He nodded as if he understood and reached out to touch the side of my truck.

"Nice truck," he said. "You a hunter, Mr. Freeman?"

"No, sir. Never have been."

"Then there wouldn't be any firearms back behind the seats there, correct?"

"I do have a permit for a concealed handgun, Sheriff. And that's in a bag behind the seat." I wasn't sure where this was going, but I did believe O. J. Wilson had his reasons and I really was in no mood to rile him.

"Would you like to take a look, Sheriff?" I said, and reopened the driver's-side door and folded up the seat.

"I would, thank you," he said, and bent in. He was short enough so that the floorboards were above his knees, and he reached in and gave my backpack and the sleeping bag I kept there a thorough going over. While he was bent inside, a couple parked their car and walked past us into the cafe. They did not so much as look back, as though the sight of the local constable going through a stranger's vehicle was as routine as the Sunday paper. When he was done he arranged the bags back the way they'd been.

"Thank you, Mr. Freeman. I appreciate your cooperation," he said, stepping back like some baggage security guard at the airport.

"Mind letting me in on what this is all about, Sheriff?" I said.

"Well, sir. I can't really," he said, dismissing me. "Let's just say it's a precaution and leave it at that if you don't mind, Mr. Freeman. Like you said, it's a beautiful and peaceful Sunday morning."

"No, sir. That was your description, Sheriff," I said, but the little man had already turned and headed into Mel's, leaving me to stand and simply wonder a bit before I finally climbed the stairs and went in to have my breakfast.

I was still frowning when a bell hanging on a curled piece of soft iron rang as I opened the door. The waitress actually said, "Howdy." A middle-aged man with a rough and mottled complexion tipped the bill of his John Deere cap as we passed and I nodded back. I sat at an empty table in the corner that was covered in a red and white checked cloth and decorated with a single plastic geranium. The waitress was dressed in jeans, with a string apron and a flowered western blouse. She smiled as if I were a friend.

"How you doin' today, sir? Can I get you some coffee to start?"

"You read my mind, ma'am," I said, and then asked about the special. When she came back I hooked my thumb at the front of the room and said, "Your sheriff always so attentive on Sunday mornings?

She put a wrinkle in the side of her mouth and shook her head like a mother who was just told her son was teasing the girls again.
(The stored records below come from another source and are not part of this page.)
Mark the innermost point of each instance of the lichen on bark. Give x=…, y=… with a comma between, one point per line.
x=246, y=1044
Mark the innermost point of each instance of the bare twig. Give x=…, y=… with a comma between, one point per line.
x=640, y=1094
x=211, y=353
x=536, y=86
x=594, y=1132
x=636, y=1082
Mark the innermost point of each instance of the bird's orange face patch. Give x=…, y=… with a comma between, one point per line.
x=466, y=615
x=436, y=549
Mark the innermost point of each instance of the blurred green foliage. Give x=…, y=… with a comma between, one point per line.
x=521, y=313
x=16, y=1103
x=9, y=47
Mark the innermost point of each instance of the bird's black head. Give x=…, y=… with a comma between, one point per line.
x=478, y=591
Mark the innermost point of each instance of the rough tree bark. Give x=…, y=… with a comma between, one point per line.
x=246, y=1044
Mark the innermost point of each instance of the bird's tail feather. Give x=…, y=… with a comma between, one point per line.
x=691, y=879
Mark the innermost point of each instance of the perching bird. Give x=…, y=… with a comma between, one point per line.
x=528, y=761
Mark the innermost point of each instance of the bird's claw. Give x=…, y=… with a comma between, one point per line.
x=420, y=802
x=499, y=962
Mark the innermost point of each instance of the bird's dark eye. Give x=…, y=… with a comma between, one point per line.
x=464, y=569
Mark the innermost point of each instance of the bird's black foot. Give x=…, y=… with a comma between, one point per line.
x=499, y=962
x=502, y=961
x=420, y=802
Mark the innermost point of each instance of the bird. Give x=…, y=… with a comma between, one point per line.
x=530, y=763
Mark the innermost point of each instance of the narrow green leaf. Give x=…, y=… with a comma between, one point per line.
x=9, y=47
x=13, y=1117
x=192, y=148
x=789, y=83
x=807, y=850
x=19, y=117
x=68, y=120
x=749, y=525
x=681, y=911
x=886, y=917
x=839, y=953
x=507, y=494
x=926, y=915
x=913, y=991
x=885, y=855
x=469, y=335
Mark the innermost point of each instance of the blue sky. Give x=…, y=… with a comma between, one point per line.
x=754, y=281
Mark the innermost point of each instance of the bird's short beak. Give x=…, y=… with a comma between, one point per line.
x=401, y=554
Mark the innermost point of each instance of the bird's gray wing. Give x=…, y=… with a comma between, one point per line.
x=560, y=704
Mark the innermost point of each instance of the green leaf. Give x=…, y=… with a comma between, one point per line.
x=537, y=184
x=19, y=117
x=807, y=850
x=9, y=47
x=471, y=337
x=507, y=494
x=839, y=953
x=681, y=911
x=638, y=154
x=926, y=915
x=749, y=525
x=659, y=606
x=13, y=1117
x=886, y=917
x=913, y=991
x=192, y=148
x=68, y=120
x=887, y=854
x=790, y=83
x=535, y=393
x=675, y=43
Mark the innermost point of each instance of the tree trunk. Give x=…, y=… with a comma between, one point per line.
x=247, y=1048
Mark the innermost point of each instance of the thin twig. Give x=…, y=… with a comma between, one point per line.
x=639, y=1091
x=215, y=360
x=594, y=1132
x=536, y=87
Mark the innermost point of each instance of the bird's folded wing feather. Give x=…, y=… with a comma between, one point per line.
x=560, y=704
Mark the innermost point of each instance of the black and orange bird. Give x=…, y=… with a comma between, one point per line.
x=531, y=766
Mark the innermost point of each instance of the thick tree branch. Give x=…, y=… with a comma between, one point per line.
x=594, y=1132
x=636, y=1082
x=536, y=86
"Don't y'all worry about O. J.-he don't mean nothin' by it," she said. Then she lowered her voice to a conspiratorial whisper. "Truth is, he's like a protective daddy. The man got the worst luck with them gunshot killin's, and he thinks it's his fault they can't solve 'em.

"Killings?"

She smiled again and said, "You're not from around here, are you?

"No ma'am."

"Well, sir," she began, her voice dropping even further, "we might be the smallest place in the state with a real-life serial killer out there." I could see John Deere pulling the brim of his hat farther down, and I guessed he'd heard the town gossip doing her thing before. "He's been knockin' off the bad boys of Highland County for more than fifteen years now. Every couple of years or so, another one drops, an' everyone gets themselves all in a fuss about how we ain't so far from the big city after all. Poor ol' Sheriff Wilson just took on the chore of finding him. Likes to frisk every stranger that comes through here."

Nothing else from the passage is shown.